‘Dangerous conspiracy’: Massey CEO gets fine, prison time for mine explosion that killed 29

‘Dangerous conspiracy’: Massey CEO gets fine, prison time for mine explosion that killed 29
Don Blankenship, Massey Energy’s former CEO, has been sentenced to a year in prison and a year’s probation, with a federal judge saying his participation in a “dangerous conspiracy” had led to the deadliest US coal mine explosion in 40 years

US District Judge Irene Berger handed down the sentence, which also included a $250,000 fine, on Wednesday.

“By putting profits of the company ahead of the safety of your miners, you, Mr. Blankenship, created a culture of non-compliance at Upper Big Branch,” Judge Berger said, according to the West Virginia Gazette Mail. “Instead of being able to tout you as a West Virginia success story, we are here as a result of your participation in a dangerous conspiracy.”

“Safety has to be paramount,” Berger added, noting that coal mining has been conducted in West Virginia for many years.

During the sentencing hearing, government prosecutors argued for the maximum sentence, telling the court that Blankenship had put profits above safety.

“Breaking mine safety laws kills people. Breaking mine safety laws kills coal miners,” said Assistant US Attorney Steve Ruby, according to the Gazette Mail. “The defendant placed human lives in jeopardy.”

In December, a federal jury convicted Blankenship of a misdemeanor charge for conspiracy to violate mine safety standards at the Upper Big Branch Mine. Massey Energy owned and operated the West Virginia mine where 29 of 31 miners were killed in an explosion in April 2010 – the worst mining disaster in 40 years.

READ MORE: Ex-CEO indicted for deaths of 29 in explosion

Blankenship was not charged with causing the explosion.

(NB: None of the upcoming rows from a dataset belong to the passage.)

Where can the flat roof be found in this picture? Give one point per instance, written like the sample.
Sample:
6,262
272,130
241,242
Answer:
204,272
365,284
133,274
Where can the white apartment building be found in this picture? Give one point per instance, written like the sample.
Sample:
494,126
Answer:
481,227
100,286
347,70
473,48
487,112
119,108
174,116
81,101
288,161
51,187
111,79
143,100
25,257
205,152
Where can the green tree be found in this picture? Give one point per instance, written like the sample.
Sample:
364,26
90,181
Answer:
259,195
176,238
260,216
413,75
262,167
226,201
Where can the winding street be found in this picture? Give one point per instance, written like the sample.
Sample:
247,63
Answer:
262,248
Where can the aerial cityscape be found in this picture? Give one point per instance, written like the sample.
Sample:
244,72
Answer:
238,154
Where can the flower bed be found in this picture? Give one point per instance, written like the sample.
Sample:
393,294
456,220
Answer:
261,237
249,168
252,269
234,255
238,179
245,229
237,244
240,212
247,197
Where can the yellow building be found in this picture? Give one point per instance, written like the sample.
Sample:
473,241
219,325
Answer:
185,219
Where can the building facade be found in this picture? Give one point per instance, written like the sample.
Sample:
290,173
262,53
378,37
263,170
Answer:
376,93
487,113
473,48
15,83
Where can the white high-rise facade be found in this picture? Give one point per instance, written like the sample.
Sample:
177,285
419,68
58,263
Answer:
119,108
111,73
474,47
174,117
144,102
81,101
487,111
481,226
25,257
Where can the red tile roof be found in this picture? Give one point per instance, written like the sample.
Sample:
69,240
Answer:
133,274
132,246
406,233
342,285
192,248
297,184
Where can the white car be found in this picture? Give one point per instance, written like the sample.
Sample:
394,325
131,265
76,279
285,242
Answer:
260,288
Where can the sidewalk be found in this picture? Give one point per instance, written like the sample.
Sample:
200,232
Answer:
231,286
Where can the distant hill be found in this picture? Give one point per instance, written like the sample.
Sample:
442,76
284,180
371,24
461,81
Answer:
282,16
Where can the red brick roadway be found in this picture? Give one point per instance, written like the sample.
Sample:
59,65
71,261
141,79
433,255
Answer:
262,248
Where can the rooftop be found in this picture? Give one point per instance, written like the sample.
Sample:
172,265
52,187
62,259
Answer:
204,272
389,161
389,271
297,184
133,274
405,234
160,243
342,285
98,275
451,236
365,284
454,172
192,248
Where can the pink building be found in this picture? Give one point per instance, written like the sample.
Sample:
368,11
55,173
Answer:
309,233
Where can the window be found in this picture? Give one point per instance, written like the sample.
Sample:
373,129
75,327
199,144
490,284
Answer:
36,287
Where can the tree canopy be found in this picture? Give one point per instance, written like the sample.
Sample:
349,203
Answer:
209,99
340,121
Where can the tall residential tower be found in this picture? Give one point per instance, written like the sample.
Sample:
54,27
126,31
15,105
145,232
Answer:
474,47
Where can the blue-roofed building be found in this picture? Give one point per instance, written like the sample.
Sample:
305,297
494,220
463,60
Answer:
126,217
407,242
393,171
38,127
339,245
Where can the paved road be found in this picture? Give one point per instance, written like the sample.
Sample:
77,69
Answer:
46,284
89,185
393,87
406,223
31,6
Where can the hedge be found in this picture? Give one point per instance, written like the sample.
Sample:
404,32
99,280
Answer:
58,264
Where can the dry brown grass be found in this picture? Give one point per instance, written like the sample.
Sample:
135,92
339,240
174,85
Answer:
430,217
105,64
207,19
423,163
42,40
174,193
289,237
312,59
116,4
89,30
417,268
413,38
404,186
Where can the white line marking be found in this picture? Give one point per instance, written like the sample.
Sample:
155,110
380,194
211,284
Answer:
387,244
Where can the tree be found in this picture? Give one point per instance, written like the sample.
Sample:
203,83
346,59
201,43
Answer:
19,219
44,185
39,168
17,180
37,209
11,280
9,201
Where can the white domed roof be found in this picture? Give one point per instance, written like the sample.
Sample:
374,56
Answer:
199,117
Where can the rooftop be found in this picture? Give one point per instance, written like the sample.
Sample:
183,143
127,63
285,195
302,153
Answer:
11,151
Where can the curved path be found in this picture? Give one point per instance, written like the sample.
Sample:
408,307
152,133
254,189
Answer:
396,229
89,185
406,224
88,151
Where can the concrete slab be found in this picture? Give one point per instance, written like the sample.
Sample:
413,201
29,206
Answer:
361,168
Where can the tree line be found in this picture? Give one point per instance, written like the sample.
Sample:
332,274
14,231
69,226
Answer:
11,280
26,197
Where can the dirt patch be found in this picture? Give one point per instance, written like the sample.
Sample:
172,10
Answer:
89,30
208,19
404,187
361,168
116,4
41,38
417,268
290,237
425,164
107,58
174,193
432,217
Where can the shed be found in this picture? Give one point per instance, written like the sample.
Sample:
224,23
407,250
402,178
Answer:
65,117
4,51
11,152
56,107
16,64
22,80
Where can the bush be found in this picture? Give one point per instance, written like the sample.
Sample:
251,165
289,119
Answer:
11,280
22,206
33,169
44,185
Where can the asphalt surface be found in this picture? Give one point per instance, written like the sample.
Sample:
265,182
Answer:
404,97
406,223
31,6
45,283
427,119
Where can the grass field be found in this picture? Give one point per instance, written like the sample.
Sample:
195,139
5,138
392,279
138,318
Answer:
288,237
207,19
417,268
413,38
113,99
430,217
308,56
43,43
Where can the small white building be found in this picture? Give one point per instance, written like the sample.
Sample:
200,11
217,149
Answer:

The 66-year-old former CEO addressed the court briefly before being sentenced, calling those lost in the explosion “great guys, great coal miners,” and expressing sorrow to their family members, all while maintaining his innocence.

“It is important to everyone that you know that I’m not guilty of a crime,” Blankenship said, reported the Associated Press.

During the investigation, the Mine Safety and Health Administration found that a company culture favoring production over safety had contributed to the dangerous conditions that led to the coal dust explosion. Investigators found more than 1,100 flagrant safety violations at the mine, including improper ventilation of methane and poor escape routes.

During the year preceding the explosion, Federal regulators had to order the closure of portions of the mine 60 times. The FBI even launched an investigation to find out whether the federal officials responsible for ensuring compliance with mining industry regulations had been bribed by Massey Energy.

Coal dust, methane gas, and deteriorating equipment all contributed to the ignition of the explosion, investigators found. Additionally, broken and clogged water sprayers allowed what should have been a minor flare-up to escalate into an inferno.

After the hearing, several family members outside the courtroom screamed at Blankenship as his defense team tried to field questions from the press.

“We buried our kid because of you,” said Robert Atkins, whose son Jason died in the explosion, according to the AP. “That’s all I got is a goddamn tombstone.”

However, others praised the judge for sentencing Blankenship to the maximum allowable prison sentence and fine.

Massey Energy Company was the fourth largest producer of coal in the US, with substantial operations in West Virginia, Kentucky, and Virginia.

In January of 2011, a little more than a year after the disaster, Massey Energy was bought by its competitor, Alpha Natural Resources, for $7.1 billion.

In December of 2011, Alpha Natural, which was not accused of wrongdoing in the indictment, agreed to pay $209 million to settle criminal and civil charges filed due to the deadly explosion, including $1.5 million to each family of the 29 miners who perished in the blast.

In January of 2013, former mine superintendent Gary May pleaded guilty to a conspiracy charge and was sentenced to 21 months in prison.

Blankenship retired in December of 2010, gliding into his golden years on a $12 million golden parachute.